La trama è intricatissima e vale la pena di non svelarvi nulla... Vi dico solo che Clara partorisce un bellissimo bambino a cui viene dato il nome di E' un Angelo. Sì, è proprio questo il suo nome: E' un Angelo. La famiglia Malaussène ha un talento nel dare i nomi ai propri figli: ne "La fata carabina", troverete la nascita della piccola Verdun, chiamata così perché ogni volta che si sveglia scatena un frastuono pari solo a quello dell'omonima battaglia. In "La Passione secondo Therese", nasce Maracuja. Eccetera eccetera...
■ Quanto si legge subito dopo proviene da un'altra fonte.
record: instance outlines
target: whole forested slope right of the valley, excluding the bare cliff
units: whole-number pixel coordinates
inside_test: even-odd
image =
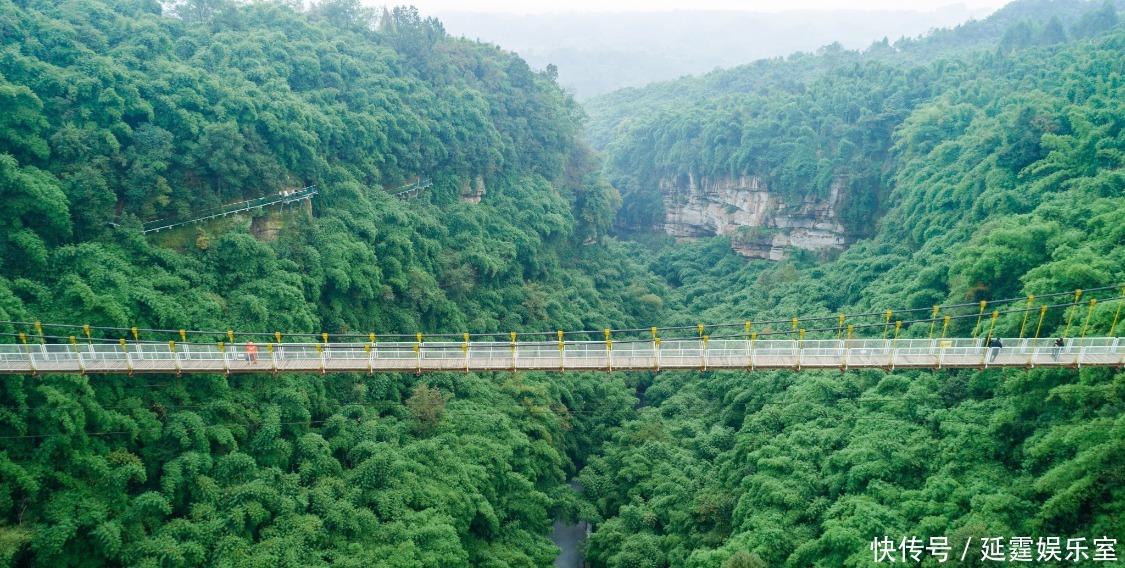
[[[1110,4],[1087,8],[1098,16],[1078,21],[1101,31],[1016,45],[1050,30],[1022,21],[993,46],[917,66],[821,54],[828,69],[799,85],[766,81],[623,126],[609,170],[626,180],[627,216],[655,215],[652,177],[685,172],[758,173],[798,196],[846,175],[853,202],[871,204],[873,236],[838,258],[747,263],[723,238],[634,245],[683,303],[669,323],[1125,281],[1125,31]],[[784,75],[786,63],[763,65]],[[1116,308],[1095,306],[1090,333],[1120,335]],[[1022,324],[1001,316],[994,333]],[[1053,310],[1035,333],[1065,328]],[[958,557],[973,539],[970,566],[989,565],[981,539],[997,537],[1106,537],[1122,557],[1119,370],[660,373],[644,386],[646,408],[580,475],[603,517],[595,566],[867,566],[883,535],[945,537]]]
Lo stile di Pennac è inconfondibile, irriverente e sciolto. E' uno scrittore elegante. Ed è elegante perché fa sembrare facile scrivere un libro e per me l'eleganza consiste proprio nella capacità di far sembrare molto semplice fare qualcosa di molto molto difficile. Terminato il ciclo con "La Passione secondo Therese", potete attaccare gli altri libri di Daniel. Io consiglio caldamente, tra gli altri, "La lunga notte del Dottor Galvan", un librino piccolo piccolo ma troppo divertente, "Come un romanzo", un saggio sulla lettura, "Signori Bambini", una storia per nulla banale in cui per punizione i bambini diventano adulti e gli adulti diventano bambini e "Ecco la storia", racconto strampalato, strepitoso e surreale. Non ho mai letto, invece, i libri del ciclo di Kamo.

Vi lascio con una citazione tratta da "La prosivendola", che vuole essere un invito anche ai miei lettori

"Pietà per gli scrittori... non tendete loro specchi... non trasformateli in immagini... non date loro un nome... tutto ciò li farà impazzire".

"Non tendete loro specchi" ma mostratevi a loro. Mostratevi a me e iniziate a dirmi che ne pensate di tutto questo mio lavoro.